In his opinion piece yesterday, Richard Denniss made the claim that the tax concessions applied to super would hit $2 trillion by 2015. There is not a reasonable basis for this. The Treasury has not projected tax expenditures for the next five years and, even if they did, it would be unusual to project them forward at the same rate for the next 35 years, as Mr Denniss has suggested. Furthermore, increasing the taxes applied to superannuation would not lead to a doubling of Commonwealth aggregate tax revenues in 2050 from around the current 23 per cent of GDP to around 45 per cent of GDP.
While tax expenditure estimates for superannuation are significant, they do not actually reflect the overall effect of superannuation on taxation receipts.
There are a number of reasons why this is the case.
Firstly, the Tax Expenditure estimates are based on the revenue that would have been collected if all superannuation contributions and income were taxed at the full marginal rate for every member, as opposed to the concessional rate. For instance, future balances and the associated tax base would be much smaller if higher taxation applied along the way. This is because net contributions after tax would be lower, as would after tax investment earnings.
Secondly, the estimates fail to consider the savings the government makes on the Age Pension due to people self-funding all or part of their retirement via superannuation. Age Pension expenditures are already around $7 billion less a year than they would otherwise be because of superannuation. Going forward, these savings will only increase as the superannuation system matures and average balances at retirement increase.
Thirdly, the Treasury figures assume that the behaviour of individuals in terms of savings and consumption would not change if the tax arrangements applied to super were changed. In essence, they assume that people would continue to place the same amount of money into super, as opposed to other investments, if the favourable tax arrangements were altered. We know that this is normally not the case. Therefore, the leakage into other tax-effective investments, such as negative gearing, is likely to reduce the overall savings to the government as a result of reducing the tax concessions applied to super.
Even the Treasury itself admits that removing superannuation tax concessions would not generate revenue gains as large as the headline figures suggest.

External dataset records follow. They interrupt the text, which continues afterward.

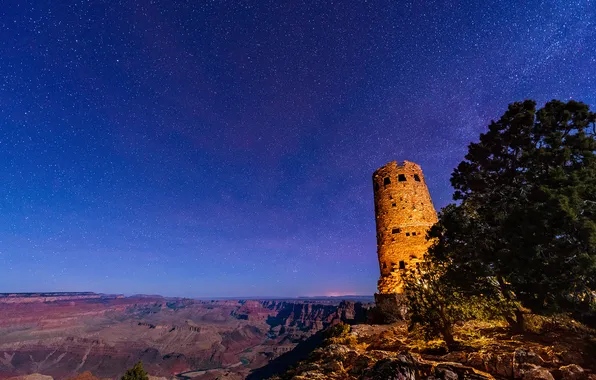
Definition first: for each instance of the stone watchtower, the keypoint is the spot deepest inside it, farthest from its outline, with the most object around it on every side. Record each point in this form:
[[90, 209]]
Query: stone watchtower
[[404, 212]]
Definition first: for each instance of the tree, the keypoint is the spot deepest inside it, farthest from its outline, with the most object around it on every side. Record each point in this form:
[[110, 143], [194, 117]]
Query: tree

In the estimates it prepares based on a revenue gain approach, the Treasury, in fact, shows much lower levels of tax expenditures on superannuation and a lower rate of growth. The revenue gain figure for the concession for employer contributions and investment earnings is $27,650 million under the revenue gain approach, compared to $32,100 million under the revenue foregone approach. The projected increase over three years is 8.7 per cent a year, under the revenue gain approach, and 11.8 per cent per year under the revenue foregone approach.
In the Tax Expenditure Statement this year, the Treasury has also included estimates for tax expenditures for superannuation based on a pre-paid-expenditure tax basis. These figures show tax expenditures on superannuation of $11,240 million in 2013/14, around a third of the misleading headline revenue foregone figure that is often used in public debate.
We need a conversation about future policy settings for both superannuation and the Age Pension, but let’s base it on better data and more concrete projections.